Home › By Layer › Governance › 6.18 ReplaySimulator

6.18 ReplaySimulator

Governance Governance Simulate PLANNED Spec ready capital · Indirect P7 · Governance & replay ○ pending stub

Re-runs any historical pipeline trace against the current bot revisions to verify that the outcome would be the same (or to surface changes). Used for regression testing, incident post-mortems, and 'what would have happened' reviews. Runs only on recorded ReportEnvelope streams — never against live state.

v3 readiness

Docs27/27

donehow scored

Impl0/15

pendinghow scored

Backtest0/4

pendinghow scored

Runtime0/8

pendinghow scored

A bot is done when all four scores are. What does done mean?

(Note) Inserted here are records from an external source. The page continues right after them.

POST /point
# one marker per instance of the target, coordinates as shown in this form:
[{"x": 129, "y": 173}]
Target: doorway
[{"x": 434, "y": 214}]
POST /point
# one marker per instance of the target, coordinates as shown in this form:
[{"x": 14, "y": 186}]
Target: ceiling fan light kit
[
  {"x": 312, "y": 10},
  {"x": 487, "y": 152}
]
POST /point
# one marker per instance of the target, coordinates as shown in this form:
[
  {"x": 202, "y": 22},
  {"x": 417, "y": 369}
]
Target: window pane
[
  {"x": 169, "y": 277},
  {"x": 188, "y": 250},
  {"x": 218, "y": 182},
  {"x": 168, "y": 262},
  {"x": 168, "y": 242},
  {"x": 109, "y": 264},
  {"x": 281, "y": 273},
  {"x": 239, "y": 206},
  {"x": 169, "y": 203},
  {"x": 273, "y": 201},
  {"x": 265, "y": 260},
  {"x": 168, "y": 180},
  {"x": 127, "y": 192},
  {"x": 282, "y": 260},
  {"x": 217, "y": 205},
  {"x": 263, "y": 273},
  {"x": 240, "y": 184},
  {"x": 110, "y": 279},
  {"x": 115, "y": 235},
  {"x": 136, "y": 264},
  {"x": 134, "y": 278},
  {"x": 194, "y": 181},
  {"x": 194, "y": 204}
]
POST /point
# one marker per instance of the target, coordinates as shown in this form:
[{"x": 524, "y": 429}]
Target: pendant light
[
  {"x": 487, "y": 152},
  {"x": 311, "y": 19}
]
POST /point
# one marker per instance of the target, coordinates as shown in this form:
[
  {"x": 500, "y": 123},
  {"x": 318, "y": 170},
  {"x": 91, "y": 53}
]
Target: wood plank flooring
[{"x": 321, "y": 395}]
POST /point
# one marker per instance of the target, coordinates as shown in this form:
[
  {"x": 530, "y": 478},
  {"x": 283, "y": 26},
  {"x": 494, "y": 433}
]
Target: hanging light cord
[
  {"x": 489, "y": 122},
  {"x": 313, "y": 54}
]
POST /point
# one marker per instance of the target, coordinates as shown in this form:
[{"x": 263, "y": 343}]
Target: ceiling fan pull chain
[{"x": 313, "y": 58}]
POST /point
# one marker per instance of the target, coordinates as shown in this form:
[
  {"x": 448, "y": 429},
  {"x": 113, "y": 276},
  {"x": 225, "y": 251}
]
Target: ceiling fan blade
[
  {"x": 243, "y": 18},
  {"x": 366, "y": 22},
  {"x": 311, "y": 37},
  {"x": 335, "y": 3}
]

← 6.17 APIDegradationMonitor 6.19 ConfigDriftDetector →

1. Bot Identity

Layer	Governance Governance
Bot class	Governance
Authority	Simulate
Status	PLANNED
Readiness	Spec ready
Runs before	—
Runs after	—
Applies to	Continuous
Default mode	`shadow`
User-visible	Yes
Developer owner	Governance pod

Operational profile

Ownership	Governance pod · on-call gov-oncall · #polytraders-gov · escalates to Head of Governance · P3
Latency budget	600000ms
Modes supported	offshadowadvisoryenforced
Data freshness	max_market_data_age_ms=0 · max_orderbook_age_ms=0 · on stale → Replay reads only recorded data; live freshness does not apply.
Human override	yes · by Governance on-call · logs GOV_REPLAY_OVERRIDE · time-bound: Single job · scope: Single replay window · single approver

2. Purpose

3. Why This Bot Matters

Regression detection
When a single bot is bumped, the simplest correctness check is to replay yesterday's traffic and diff the outcomes.
Postmortem reproducibility
An incident review that cannot reproduce the exact decision is just speculation.
Promotion gate
Templates require a passing replay against the canonical fixture set before promoting from shadow to advisory.

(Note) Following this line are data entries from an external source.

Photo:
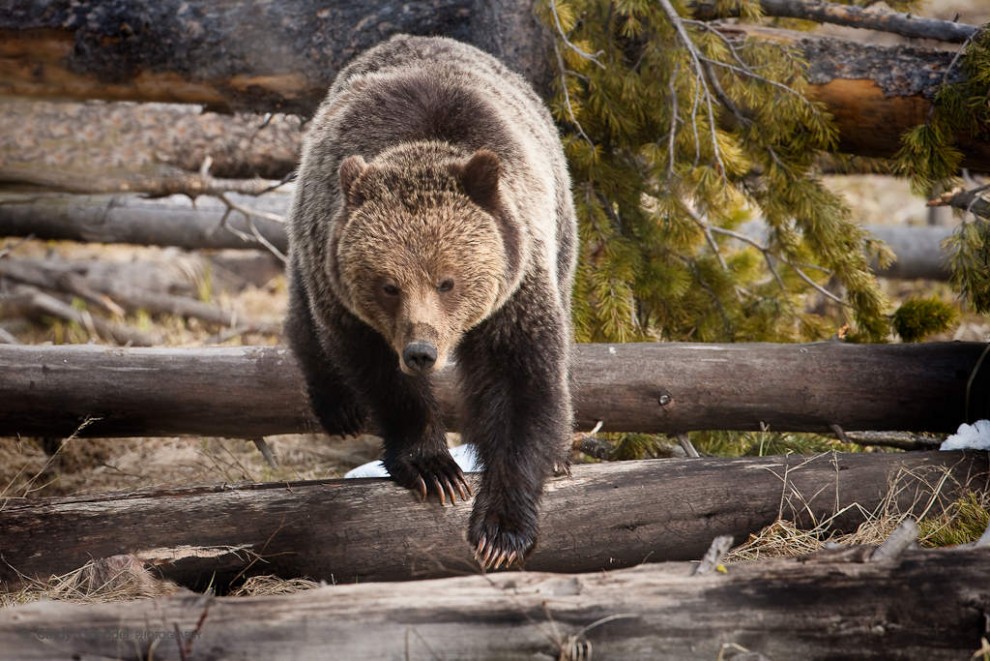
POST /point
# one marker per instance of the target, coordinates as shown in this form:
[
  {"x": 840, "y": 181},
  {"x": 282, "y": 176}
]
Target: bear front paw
[
  {"x": 430, "y": 475},
  {"x": 501, "y": 541}
]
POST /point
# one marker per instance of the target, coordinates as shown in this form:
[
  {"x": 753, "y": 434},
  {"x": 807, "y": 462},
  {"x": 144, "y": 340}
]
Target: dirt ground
[{"x": 104, "y": 465}]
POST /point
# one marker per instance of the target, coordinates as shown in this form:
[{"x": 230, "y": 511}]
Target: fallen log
[
  {"x": 130, "y": 138},
  {"x": 661, "y": 387},
  {"x": 922, "y": 605},
  {"x": 172, "y": 221},
  {"x": 176, "y": 222},
  {"x": 604, "y": 516},
  {"x": 194, "y": 52}
]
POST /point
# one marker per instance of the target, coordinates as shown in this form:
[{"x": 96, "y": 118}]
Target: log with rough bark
[
  {"x": 260, "y": 56},
  {"x": 906, "y": 25},
  {"x": 176, "y": 222},
  {"x": 172, "y": 221},
  {"x": 604, "y": 516},
  {"x": 126, "y": 138},
  {"x": 922, "y": 605},
  {"x": 662, "y": 387}
]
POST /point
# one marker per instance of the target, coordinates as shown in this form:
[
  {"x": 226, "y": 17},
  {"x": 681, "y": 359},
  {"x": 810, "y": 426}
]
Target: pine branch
[
  {"x": 905, "y": 25},
  {"x": 967, "y": 200}
]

No worked examples on this bot yet. Worked examples are optional but strongly recommended — they turn an abstract failure mode into something a developer can verify in a fixture.

4. Required Polymarket Inputs

— not yet authored —

5. Required Internal Inputs

Input	Source	Required?	Use
Recorded ReportEnvelope stream	`ReportEnvelope archive`	Yes	Source of inputs to replay.
Current bot revisions	`Bot registry`	Yes	Target system to replay against.

6. Parameter Guide

Parameter	Default	Warning	Hard	What it controls
max_replay_minutes	`60`	`60`	`180`	Maximum replay duration in a single run.
tolerance_bps	`5`	`—`	`—`	Tolerance in basis points for numeric outputs (slippage, cost) before a diff is flagged as REGRESSION.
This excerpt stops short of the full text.